Objective: To identify dietary factors in commercially available canned foods associated with the development of calcium oxalate (CaOx) uroliths in dogs.
Animals: 117 dogs with CaOx uroliths and 174 dogs without urinary tract disease.
Procedure: Case dogs were those that developed CaOx uroliths submitted to the Minnesota Urolith Center for quantitative analysis between 1990 and 1992 while fed a commercially available canned diet. Control dogs were those without urinary tract disease evaluated at the same veterinary hospital just prior to or immediately after each case dog. A content-validated multiple-choice questionnaire was mailed to each owner of case and control dogs with the permission of the primary care veterinarian. Univariate and multivariate logistic regressions for each dietary component were performed to test the hypothesis that a given factor was associated with CaOx urolith formation.

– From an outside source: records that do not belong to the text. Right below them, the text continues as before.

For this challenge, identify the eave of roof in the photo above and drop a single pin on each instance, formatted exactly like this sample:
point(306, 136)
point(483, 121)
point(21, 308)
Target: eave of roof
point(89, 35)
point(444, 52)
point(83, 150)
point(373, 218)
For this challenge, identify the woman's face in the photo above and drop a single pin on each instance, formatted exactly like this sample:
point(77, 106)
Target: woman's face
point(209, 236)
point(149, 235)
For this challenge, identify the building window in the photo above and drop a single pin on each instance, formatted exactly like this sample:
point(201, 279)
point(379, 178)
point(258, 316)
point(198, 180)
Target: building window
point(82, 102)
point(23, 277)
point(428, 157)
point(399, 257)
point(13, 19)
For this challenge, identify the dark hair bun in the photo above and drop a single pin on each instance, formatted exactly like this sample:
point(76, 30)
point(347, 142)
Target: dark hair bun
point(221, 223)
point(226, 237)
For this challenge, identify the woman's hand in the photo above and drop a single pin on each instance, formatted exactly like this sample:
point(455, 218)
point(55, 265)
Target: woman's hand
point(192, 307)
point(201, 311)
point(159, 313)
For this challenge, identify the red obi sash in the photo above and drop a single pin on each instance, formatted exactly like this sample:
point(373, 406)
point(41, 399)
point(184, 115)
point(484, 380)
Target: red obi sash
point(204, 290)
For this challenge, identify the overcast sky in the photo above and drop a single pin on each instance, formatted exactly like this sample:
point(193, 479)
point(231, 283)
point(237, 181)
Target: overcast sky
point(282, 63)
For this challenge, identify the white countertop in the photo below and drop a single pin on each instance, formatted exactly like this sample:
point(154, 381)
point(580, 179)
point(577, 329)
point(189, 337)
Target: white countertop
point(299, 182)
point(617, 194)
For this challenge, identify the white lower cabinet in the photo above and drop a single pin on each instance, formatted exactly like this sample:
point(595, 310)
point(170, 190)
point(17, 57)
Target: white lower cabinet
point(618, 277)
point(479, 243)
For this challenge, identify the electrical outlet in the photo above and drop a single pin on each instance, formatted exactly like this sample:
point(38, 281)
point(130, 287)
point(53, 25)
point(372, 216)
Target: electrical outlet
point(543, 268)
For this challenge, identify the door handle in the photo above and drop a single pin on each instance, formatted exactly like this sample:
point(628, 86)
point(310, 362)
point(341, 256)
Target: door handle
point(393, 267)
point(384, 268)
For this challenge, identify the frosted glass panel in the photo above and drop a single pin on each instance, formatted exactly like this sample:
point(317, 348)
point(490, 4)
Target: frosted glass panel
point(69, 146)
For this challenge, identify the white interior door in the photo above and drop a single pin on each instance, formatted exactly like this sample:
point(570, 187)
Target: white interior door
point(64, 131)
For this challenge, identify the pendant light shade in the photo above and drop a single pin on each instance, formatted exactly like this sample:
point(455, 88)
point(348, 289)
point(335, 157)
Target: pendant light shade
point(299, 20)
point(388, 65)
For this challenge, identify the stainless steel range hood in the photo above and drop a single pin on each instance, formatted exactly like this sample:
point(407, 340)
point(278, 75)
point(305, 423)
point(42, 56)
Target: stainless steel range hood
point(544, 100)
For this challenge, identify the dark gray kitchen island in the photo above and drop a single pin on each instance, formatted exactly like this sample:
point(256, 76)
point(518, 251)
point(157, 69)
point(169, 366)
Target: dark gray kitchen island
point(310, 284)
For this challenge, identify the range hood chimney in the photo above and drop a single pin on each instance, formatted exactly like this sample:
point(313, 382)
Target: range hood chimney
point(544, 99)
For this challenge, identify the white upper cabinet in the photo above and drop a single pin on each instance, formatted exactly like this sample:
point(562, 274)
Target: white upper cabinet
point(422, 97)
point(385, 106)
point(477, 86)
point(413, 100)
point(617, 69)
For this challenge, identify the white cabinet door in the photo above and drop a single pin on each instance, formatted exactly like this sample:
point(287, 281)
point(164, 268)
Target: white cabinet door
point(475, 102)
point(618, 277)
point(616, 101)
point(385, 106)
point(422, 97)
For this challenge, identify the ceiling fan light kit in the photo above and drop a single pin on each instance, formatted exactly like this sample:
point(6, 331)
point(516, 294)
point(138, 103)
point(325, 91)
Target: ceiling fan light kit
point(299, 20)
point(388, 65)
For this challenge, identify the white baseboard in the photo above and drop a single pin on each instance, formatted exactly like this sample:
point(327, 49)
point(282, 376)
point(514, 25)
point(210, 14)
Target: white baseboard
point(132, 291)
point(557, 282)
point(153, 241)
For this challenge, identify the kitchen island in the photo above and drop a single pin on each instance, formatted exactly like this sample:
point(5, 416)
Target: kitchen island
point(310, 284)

Results: Canned foods with the highest amount of protein, fat, calcium, phosphorus, magnesium, sodium, potassium, chloride, or moisture were associated with a decreased risk of CaOx urolith formation, compared with diets with the lowest amounts. In contrast, canned diets with the highest amount of carbohydrate were associated with an increased risk of CaOx urolith formation.
Conclusions And Clinical Relevance: Feeding canned diets formulated to contain high amounts of protein, fat, calcium, phosphorus, magnesium, sodium, potassium, chloride, and moisture and a low amount of carbohydrate may minimize the risk of CaOx urolith formation in dogs.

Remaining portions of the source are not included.